Python Version:      3.7.8
PyTorch Version:     1.7.1+cu101
Torchvision Version: 0.8.2+cu101
CUDA Version:        10.1

***********************************
GPU Available:  True
Current Device: cuda:0 (Tesla T4)
***********************************



To keep as consistent as possible with the reference article, let's observe the following excerpt:

> Batch Size: Since we are learning how similar are two images, the batch size needs to be pretty big in order for the model to be generalisable especially for a dataset like this with many different categories.

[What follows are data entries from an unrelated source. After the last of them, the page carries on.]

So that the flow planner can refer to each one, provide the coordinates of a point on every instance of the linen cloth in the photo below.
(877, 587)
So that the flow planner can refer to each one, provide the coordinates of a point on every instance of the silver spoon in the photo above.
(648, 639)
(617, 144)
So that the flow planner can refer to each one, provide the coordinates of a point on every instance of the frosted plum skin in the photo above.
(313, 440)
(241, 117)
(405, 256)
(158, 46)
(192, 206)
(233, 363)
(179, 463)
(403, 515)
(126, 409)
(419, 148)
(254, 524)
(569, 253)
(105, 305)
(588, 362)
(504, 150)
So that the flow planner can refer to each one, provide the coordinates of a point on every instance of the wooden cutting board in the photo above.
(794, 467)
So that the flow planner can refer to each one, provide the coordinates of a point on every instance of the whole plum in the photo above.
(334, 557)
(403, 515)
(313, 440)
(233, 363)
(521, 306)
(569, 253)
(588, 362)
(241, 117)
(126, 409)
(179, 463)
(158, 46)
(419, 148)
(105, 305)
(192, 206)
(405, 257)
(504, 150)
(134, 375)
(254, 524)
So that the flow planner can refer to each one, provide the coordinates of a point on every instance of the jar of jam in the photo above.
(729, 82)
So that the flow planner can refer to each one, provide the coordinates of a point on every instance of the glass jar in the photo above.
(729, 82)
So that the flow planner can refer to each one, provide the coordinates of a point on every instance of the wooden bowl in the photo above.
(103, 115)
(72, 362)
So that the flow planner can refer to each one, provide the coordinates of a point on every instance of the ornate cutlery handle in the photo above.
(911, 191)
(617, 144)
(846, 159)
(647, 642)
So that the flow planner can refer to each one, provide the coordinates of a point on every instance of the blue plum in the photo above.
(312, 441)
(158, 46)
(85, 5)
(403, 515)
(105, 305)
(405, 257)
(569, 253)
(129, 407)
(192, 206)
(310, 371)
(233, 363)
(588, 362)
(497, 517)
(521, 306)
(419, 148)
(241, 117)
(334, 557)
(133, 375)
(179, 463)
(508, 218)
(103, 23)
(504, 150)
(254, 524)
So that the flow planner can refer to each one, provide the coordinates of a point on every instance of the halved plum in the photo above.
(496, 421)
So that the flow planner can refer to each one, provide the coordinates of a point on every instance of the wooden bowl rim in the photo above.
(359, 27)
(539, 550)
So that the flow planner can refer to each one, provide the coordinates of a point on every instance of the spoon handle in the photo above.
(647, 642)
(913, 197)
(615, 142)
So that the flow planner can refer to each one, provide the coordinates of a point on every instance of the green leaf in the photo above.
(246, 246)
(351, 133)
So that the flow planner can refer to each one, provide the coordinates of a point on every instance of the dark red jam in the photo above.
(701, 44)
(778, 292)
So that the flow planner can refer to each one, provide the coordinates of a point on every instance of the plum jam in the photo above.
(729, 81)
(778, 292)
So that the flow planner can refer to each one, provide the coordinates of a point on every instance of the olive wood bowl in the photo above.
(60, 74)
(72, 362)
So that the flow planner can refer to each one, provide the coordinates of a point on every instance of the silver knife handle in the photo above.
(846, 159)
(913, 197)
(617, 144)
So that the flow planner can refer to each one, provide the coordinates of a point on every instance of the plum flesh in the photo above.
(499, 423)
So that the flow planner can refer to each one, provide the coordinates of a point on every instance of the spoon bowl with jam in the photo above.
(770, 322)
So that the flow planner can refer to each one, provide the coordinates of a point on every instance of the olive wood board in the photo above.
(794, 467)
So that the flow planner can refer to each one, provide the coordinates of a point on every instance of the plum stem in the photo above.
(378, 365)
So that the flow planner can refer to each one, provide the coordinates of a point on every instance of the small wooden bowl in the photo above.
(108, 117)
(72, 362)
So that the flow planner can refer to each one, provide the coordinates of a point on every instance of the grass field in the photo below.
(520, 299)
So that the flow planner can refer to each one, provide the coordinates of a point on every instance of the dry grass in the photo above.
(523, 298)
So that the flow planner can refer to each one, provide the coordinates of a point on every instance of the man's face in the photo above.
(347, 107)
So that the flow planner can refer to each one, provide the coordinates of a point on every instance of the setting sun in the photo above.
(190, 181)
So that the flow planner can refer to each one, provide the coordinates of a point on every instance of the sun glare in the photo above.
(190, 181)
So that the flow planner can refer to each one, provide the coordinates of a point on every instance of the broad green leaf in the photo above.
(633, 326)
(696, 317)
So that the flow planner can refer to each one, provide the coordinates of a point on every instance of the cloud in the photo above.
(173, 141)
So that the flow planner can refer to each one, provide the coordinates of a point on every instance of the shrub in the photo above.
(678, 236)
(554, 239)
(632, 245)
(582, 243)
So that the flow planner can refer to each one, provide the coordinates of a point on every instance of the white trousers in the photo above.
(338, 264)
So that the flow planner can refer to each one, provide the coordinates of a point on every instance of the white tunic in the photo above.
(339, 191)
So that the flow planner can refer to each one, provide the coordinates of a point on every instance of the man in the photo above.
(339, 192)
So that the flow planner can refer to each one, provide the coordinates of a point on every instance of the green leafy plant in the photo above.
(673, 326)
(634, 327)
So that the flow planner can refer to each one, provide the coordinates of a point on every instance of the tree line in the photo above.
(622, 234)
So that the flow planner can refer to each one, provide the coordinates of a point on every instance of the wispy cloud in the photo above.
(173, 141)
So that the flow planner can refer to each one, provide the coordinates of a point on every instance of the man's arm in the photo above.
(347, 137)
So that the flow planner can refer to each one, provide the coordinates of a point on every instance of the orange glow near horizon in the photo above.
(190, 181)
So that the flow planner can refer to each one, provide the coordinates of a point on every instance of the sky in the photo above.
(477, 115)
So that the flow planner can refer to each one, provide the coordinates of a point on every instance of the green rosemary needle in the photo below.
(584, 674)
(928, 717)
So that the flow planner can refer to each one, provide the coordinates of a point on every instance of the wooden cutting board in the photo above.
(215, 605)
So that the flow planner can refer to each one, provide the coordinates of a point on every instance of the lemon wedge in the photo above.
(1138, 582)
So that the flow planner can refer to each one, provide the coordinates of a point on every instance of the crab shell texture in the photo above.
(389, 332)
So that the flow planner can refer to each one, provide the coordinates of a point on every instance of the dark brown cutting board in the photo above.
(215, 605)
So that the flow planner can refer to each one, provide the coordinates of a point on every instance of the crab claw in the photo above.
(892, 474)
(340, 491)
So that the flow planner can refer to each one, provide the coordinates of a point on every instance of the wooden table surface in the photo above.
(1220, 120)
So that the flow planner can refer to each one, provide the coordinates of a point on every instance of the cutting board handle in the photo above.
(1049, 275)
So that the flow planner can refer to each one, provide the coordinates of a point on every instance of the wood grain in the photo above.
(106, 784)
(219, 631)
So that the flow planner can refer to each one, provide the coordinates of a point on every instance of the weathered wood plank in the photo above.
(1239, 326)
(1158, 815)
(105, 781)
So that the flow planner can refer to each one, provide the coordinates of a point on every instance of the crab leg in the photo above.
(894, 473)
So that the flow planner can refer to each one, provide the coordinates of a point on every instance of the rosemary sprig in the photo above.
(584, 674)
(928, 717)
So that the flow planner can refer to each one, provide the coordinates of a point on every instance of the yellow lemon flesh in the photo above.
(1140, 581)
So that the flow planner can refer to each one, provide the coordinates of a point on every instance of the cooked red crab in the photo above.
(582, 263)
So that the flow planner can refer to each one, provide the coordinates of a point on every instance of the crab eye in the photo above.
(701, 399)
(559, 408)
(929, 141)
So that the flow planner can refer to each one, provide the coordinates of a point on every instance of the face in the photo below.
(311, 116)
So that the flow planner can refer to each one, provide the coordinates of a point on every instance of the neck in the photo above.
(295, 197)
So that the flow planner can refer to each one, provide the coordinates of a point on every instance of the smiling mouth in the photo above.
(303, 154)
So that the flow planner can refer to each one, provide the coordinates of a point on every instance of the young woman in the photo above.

Therefore we used a batch size of 128.   
>
> Learning Rate: We tested with several learning rates from 0.001 to 0.0005, and selected a 0.0006 which provided the best loss decreasing rate.   
>
> Optimizer and Loss: We adopted the traditional Adam optimizer for this network with the binary cross entropy (BCE) loss with logits.

Another excerpt from the article that will drive design decisions:
>... could be due to the fact that the kernel size of the convolutional layers is fairly small (3x3), which gives a small receptive field. For a problem of computing similarity between two images, it may perhaps be beneficial to look at a “bigger picture” of the two images instead of focusing on small details, and hence a larger receptive field proposed in the original network worked better.